For about 76 years before Harry Truman dropped atomic bombs on Hiroshima and Nagasaki in August 1945, Japan built a sprawling empire in Asia and the Pacific. Apart from the killing, pillage, exploitation, decimation and domination that goes with all modern empires, Japan also built cities and factories, hospitals and railroads, factories and hotels. It cut down forests, built dams and dug mines. Japanese soldiers, imperial managers, and settlers fell in love with, had sex and sometimes children with the locals. Once the atomic bombs were dropped and Tokyo surrendered, everybody figured that the Japanese Empire was pretty much over, and some of it is. Undead Empire is here to show you that although the old empire might be gone in legal terms, bits and pieces of it keep on cooking and fuming and shaping things all over the places that once belonged to Japan.

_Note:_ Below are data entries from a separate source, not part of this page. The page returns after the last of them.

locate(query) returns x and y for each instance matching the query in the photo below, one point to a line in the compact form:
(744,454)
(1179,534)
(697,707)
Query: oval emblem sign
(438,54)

Between 1869 and 1945 Japan possessed an empire that at its peak stretched from the Aleutian islands through China, Southeast Asia, and New Guinea to the remote Pacific island of Nauru. Remnants of this great empire persist in the 21st century. Seen and unseen, they continue to form and influence how people are, how people think and act. Japanese imperialism in Asia still shapes politics, economics, and cultures in ways resembling Japanese imperialism itself. This is the undead empire, and Undead Empire takes us right into its heart in Asia, into its history, its people, its stories, and its undying power.

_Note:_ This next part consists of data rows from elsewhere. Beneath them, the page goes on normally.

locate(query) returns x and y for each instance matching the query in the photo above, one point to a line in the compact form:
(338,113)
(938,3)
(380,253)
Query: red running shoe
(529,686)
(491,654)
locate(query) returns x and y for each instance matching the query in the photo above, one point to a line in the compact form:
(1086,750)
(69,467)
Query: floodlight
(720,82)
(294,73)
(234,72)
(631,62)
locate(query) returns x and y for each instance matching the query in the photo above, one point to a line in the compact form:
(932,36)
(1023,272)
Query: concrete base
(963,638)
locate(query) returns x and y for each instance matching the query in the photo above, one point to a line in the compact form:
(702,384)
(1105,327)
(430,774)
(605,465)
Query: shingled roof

Undead Empire is a hybrid book and multimedia project bringing together 40 years of scholarship, travel, lived experience, field research, teaching and publication about and in Japan, its current imperial possessions in Hokkaido and Okinawa, and in its former colonies in East Asia, Southeast Asia, and the western Pacific. It examines and reports on how Japan's empire in Asia between 1869 and 1945 persists in the 21st century, still shaping lives, politics, culture, and thinking. The website supports the book project.